前回に続き、米国でプロフェッショナル・エンジニアとして活躍されるRonald Stein氏と共同で執筆しましたので、その概要をご紹介します。

はじめに

近年、世界中で「脱炭素」や「ネットゼロ」を掲げる政策が相次いでいます。その象徴として、風力発電と太陽光発電がしばしば前面に押し出されます。しかし、現実を直視すれば、風力タービンや太陽光パネルができるのは「電気をつくることだけ」です。

私たちの生活を支える膨大な種類の製品や輸送燃料は、今もなお化石燃料からしか得られません。私たちの暮らしは、石油・石炭・天然ガスといった化石燃料に依存しており、これらから得られる製品や燃料はあらゆる分野に浸透しています。

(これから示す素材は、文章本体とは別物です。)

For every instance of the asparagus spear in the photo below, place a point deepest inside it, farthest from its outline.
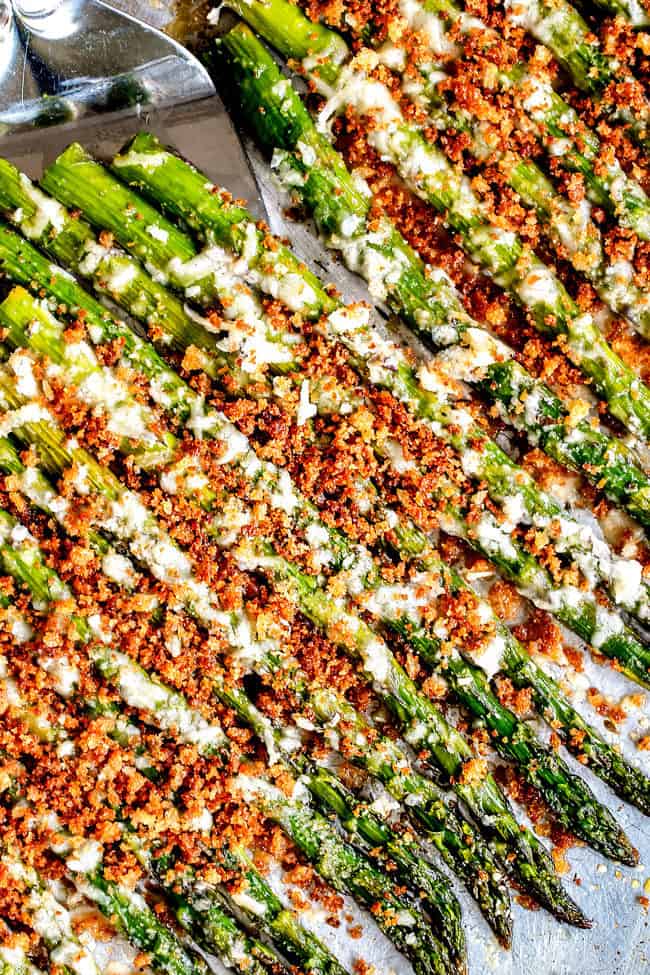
(532, 866)
(454, 838)
(398, 375)
(427, 302)
(171, 712)
(568, 227)
(504, 477)
(337, 861)
(488, 461)
(626, 780)
(573, 146)
(560, 27)
(125, 908)
(633, 11)
(570, 798)
(503, 255)
(411, 543)
(141, 926)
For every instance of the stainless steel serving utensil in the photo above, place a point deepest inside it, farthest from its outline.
(79, 70)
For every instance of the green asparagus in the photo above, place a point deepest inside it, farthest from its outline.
(626, 780)
(414, 711)
(516, 663)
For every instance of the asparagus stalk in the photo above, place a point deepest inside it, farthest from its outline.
(569, 797)
(560, 27)
(492, 463)
(125, 908)
(573, 146)
(513, 659)
(132, 916)
(568, 227)
(521, 568)
(416, 712)
(461, 849)
(428, 303)
(290, 128)
(488, 462)
(50, 920)
(626, 780)
(504, 256)
(337, 861)
(634, 12)
(171, 712)
(14, 961)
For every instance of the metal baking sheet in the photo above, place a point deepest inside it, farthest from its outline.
(618, 942)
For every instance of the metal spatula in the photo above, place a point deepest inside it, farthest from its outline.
(79, 70)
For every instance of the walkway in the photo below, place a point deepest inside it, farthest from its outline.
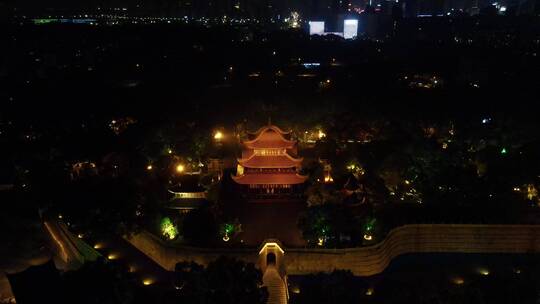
(275, 285)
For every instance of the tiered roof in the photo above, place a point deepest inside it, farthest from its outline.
(270, 179)
(269, 138)
(273, 161)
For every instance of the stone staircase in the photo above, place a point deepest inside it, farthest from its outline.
(277, 293)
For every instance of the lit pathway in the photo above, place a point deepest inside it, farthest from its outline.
(276, 287)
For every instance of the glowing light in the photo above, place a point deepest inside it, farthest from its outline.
(483, 271)
(218, 135)
(271, 245)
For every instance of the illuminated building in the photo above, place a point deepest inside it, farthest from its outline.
(187, 194)
(269, 167)
(316, 28)
(350, 28)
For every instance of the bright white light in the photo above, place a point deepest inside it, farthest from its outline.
(316, 28)
(350, 28)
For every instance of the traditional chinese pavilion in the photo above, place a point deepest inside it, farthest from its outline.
(269, 166)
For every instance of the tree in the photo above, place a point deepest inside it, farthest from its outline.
(337, 287)
(100, 282)
(330, 225)
(224, 281)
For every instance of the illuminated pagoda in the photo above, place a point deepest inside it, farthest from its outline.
(269, 166)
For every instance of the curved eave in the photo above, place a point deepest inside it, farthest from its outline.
(296, 162)
(269, 179)
(282, 139)
(272, 127)
(283, 144)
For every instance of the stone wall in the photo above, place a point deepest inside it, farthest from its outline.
(365, 261)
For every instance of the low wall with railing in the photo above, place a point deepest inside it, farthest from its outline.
(365, 261)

例えば石油からは6,000種類以上の製品が生まれます。医療機器や通信機器、住宅やインフラの資材、衣料品、農業資材、自動車や航空機の部品など、多種多様です。これらは単なる便利品ではなく、健康や衛生、移動や物流、食料生産と保存を支える基盤であり、現代文明の土台そのものです。

石油が変えた人類の暮らし

200年前、化石燃料がほとんど使われていなかった時代の平均寿命は40歳前後で、生活は質素で過酷でした。病気や飢えに苦しみ、天候による被害で命を落とすことも珍しくありませんでした。ところが19世紀以降、石油精製や石油化学の技術革新によって、医療や衛生、農業、輸送が飛躍的に発展。平均寿命は80歳を超え、天候による死亡率もほぼゼロに近づきました。

現代では、世界に14億台を超える自動車・トラック、5万隻の商船、2万機の民間航空機、5万機の軍用機が稼働しています。これらを動かす燃料はすべて石油由来であり、電気自動車(EV)ですら、その車体やバッテリーを構成する部材・部品は石油化学製品に依存しています。風力や太陽光は電気を供給できますが、長距離・重量輸送を可能にする液体燃料を生み出すことはできません。